Naskah Proklamasi Klad
Teks naskah Proklamasi Klad adalah asli merupakan tulisan tangan sendiri oleh Ir.
Soekarno sebagai pencatat, dan adalah merupakan hasil gubahan (karangan) oleh Drs.
Mohammad Hatta dan Mr. Raden Achmad Soebardjo Djojoadisoerjo, yang isinya adalah
sebagai berikut :
Proklamasi
Kami bangsa Indonesia dengan ini menjatakan kemerdekaan Indonesia.
Hal2 jang mengenai pemindahan kekoeasaan d.l.l., diselenggarakan
dengan tjara seksama dan dalam tempoh jang sesingkat-singkatnja.
Djakarta, 17 - 8 - '05
Wakil2 bangsa Indonesia.
Teks Naskah "Proklamasi Otentik" yang ditempatkan di Monumen Nasional (Monas).

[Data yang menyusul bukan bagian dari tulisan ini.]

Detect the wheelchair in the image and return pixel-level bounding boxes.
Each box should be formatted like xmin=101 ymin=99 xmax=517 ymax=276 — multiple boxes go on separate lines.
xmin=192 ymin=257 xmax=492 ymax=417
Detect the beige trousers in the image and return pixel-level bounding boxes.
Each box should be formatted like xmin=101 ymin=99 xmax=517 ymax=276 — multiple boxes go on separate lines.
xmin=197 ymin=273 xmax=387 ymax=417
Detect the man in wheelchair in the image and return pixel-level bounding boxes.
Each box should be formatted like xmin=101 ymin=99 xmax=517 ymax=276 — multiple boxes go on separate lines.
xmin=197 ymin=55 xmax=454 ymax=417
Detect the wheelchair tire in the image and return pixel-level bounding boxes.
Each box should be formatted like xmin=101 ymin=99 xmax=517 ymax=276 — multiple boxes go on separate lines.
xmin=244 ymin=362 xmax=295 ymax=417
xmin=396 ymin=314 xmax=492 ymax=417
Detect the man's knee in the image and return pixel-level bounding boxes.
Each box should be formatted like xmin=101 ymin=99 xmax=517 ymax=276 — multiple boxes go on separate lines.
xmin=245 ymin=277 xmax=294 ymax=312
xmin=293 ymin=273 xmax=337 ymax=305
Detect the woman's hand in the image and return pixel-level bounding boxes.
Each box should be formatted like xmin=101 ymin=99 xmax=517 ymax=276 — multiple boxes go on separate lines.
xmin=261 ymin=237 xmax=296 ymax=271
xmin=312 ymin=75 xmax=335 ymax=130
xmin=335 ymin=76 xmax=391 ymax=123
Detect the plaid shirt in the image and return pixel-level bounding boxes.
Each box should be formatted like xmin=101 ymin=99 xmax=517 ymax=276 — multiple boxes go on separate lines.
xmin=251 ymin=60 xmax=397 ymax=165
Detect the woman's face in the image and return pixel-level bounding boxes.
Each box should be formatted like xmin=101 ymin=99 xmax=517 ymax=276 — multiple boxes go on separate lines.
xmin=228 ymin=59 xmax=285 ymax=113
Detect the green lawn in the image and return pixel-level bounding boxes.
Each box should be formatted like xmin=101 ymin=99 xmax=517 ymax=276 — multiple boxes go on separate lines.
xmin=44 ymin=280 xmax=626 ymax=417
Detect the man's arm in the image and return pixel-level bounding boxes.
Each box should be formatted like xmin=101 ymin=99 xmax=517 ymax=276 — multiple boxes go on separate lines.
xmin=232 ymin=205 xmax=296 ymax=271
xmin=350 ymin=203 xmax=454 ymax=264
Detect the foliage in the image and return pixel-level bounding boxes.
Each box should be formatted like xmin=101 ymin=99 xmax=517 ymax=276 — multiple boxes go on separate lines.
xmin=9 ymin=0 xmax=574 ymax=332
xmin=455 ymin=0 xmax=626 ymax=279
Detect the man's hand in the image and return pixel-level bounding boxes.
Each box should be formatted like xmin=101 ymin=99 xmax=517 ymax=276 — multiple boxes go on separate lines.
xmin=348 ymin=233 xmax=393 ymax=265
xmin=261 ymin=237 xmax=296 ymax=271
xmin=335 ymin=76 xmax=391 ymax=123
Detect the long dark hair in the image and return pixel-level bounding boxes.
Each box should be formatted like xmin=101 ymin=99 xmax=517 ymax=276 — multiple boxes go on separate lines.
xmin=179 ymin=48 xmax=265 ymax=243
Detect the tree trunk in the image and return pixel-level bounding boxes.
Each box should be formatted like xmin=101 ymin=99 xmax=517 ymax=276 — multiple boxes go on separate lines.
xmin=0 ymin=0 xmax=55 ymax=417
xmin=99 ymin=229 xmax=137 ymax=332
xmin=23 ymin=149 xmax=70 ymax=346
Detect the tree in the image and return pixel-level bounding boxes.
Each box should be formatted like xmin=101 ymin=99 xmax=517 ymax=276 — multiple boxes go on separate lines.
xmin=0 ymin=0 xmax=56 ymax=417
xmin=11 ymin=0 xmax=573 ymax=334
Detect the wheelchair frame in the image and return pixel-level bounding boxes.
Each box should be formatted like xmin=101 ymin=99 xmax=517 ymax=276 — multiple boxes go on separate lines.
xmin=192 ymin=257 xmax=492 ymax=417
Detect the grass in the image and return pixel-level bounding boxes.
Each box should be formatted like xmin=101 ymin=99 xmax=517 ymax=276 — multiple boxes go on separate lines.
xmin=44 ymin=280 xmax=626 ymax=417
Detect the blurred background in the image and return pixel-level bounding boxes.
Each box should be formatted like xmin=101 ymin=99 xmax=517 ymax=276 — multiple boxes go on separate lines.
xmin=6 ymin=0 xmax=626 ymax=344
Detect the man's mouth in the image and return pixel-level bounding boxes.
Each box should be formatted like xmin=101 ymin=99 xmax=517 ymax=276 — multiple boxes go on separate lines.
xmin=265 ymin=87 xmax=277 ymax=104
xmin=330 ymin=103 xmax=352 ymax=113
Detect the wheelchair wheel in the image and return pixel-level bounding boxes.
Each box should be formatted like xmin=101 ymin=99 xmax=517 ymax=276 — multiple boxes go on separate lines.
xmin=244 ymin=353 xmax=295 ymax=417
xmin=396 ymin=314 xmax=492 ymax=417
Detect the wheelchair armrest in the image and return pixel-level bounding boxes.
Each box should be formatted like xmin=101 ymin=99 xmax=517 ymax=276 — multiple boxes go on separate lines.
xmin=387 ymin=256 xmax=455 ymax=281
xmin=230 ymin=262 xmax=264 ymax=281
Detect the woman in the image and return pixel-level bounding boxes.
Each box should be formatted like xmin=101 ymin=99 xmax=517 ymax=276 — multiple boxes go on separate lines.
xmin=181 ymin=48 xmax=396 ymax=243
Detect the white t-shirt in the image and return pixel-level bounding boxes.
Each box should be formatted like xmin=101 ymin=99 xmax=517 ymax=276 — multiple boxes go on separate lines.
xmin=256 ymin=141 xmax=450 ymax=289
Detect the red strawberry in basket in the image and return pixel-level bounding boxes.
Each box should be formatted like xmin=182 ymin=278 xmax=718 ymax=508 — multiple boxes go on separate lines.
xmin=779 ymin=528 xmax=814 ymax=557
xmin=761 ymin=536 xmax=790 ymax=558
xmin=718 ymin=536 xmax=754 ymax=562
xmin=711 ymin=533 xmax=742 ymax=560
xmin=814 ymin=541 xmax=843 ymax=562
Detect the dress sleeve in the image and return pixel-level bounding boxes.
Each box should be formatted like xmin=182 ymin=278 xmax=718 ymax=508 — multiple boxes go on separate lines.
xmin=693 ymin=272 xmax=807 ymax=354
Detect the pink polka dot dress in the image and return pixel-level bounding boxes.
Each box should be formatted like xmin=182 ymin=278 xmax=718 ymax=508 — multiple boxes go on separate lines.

Teks naskah Proklamasi yang telah mengalami perubahan, yang dikenal dengan sebutan
naskah "Proklamasi Otentik", adalah merupakan hasil ketikan oleh Mohamad Ibnu Sayuti
Melik (seorang tokoh pemuda yang ikut andil dalam persiapan Proklamasi), yang isinya
adalah sebagai berikut :
P R O K L A M A S I
Kami bangsa Indonesia dengan ini menjatakan kemerdekaan Indonesia.

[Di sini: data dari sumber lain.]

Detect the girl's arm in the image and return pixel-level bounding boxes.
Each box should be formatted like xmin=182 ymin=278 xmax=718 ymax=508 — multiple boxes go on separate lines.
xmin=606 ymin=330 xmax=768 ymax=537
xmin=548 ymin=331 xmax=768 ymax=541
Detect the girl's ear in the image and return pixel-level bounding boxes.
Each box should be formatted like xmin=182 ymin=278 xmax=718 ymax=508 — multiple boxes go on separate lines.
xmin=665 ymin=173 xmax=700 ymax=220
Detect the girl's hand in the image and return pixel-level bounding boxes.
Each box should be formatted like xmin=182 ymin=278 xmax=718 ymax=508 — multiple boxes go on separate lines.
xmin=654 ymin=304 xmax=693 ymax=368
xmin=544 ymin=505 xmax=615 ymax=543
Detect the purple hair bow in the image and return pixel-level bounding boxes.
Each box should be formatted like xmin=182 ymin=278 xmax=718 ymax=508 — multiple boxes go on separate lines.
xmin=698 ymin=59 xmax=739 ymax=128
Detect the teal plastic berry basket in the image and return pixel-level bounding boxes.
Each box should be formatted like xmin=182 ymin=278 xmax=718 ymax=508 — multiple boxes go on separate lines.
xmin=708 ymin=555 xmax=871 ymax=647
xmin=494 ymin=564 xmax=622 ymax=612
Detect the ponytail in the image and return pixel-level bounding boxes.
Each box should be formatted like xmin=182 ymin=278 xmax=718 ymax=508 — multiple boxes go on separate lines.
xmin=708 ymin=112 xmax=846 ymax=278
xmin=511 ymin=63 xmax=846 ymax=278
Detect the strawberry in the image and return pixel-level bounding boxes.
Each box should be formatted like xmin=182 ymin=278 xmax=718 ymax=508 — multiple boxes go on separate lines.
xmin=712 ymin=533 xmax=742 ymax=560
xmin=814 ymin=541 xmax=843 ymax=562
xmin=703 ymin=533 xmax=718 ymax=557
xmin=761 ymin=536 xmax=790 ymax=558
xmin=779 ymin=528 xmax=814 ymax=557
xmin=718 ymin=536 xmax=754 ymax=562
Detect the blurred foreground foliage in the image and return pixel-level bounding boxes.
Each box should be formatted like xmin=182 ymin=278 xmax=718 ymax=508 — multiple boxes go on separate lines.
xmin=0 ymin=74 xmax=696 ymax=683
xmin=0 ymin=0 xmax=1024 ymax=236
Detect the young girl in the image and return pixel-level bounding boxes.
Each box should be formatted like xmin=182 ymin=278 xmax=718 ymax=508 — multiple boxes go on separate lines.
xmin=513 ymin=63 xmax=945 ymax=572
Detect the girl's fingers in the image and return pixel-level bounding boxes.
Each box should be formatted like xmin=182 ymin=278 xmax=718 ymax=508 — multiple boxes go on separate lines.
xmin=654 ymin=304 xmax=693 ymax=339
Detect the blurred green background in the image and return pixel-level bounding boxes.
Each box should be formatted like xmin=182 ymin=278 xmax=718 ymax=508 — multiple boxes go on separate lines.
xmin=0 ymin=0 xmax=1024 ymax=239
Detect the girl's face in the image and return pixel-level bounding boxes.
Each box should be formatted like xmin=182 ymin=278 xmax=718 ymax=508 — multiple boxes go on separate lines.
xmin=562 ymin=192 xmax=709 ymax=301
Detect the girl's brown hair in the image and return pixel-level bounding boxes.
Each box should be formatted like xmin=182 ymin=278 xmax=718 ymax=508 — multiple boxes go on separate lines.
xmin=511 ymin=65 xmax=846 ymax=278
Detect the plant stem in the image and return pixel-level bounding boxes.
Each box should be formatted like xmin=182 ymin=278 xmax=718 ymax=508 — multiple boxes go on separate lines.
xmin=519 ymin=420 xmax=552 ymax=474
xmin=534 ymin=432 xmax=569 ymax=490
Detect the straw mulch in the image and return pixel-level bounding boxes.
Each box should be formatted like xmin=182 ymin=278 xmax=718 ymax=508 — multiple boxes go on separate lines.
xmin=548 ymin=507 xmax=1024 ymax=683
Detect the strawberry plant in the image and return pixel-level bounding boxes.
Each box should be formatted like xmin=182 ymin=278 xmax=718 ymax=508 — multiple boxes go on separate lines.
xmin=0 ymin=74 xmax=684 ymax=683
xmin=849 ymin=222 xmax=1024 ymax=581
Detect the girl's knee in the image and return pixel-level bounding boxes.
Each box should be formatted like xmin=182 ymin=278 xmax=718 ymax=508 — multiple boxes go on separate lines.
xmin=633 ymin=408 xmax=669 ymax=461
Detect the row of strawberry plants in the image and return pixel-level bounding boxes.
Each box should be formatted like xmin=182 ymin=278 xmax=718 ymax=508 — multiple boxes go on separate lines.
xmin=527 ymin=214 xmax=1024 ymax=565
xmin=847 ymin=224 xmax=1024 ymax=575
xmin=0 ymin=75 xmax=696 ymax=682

Hal-hal jang mengenai pemindahan kekoeasaan d.l.l., diselenggarakan
dengan tjara seksama dan dalam tempo jang sesingkat-singkatnja.
Djakarta, hari 17 boelan 8 tahoen 05
Atas nama bangsa Indonesia.
Soekarno/Hatta.
(Keterangan: Tahun pada kedua teks naskah Proklamasi di atas (baik pada teks
naskah Proklamasi Klad maupun pada teks naskahProklamasi Otentik) tertulis angka "tahun
05" yang merupakan kependekan dari angka "tahun 2605", karena tahun penanggalan yang
dipergunakan pada zaman pemerintah pendudukan militer Jepang saat itu adalah sesuai
dengan tahun penanggalan yang berlaku di Jepang, yang kala itu adalah "tahun 2605".)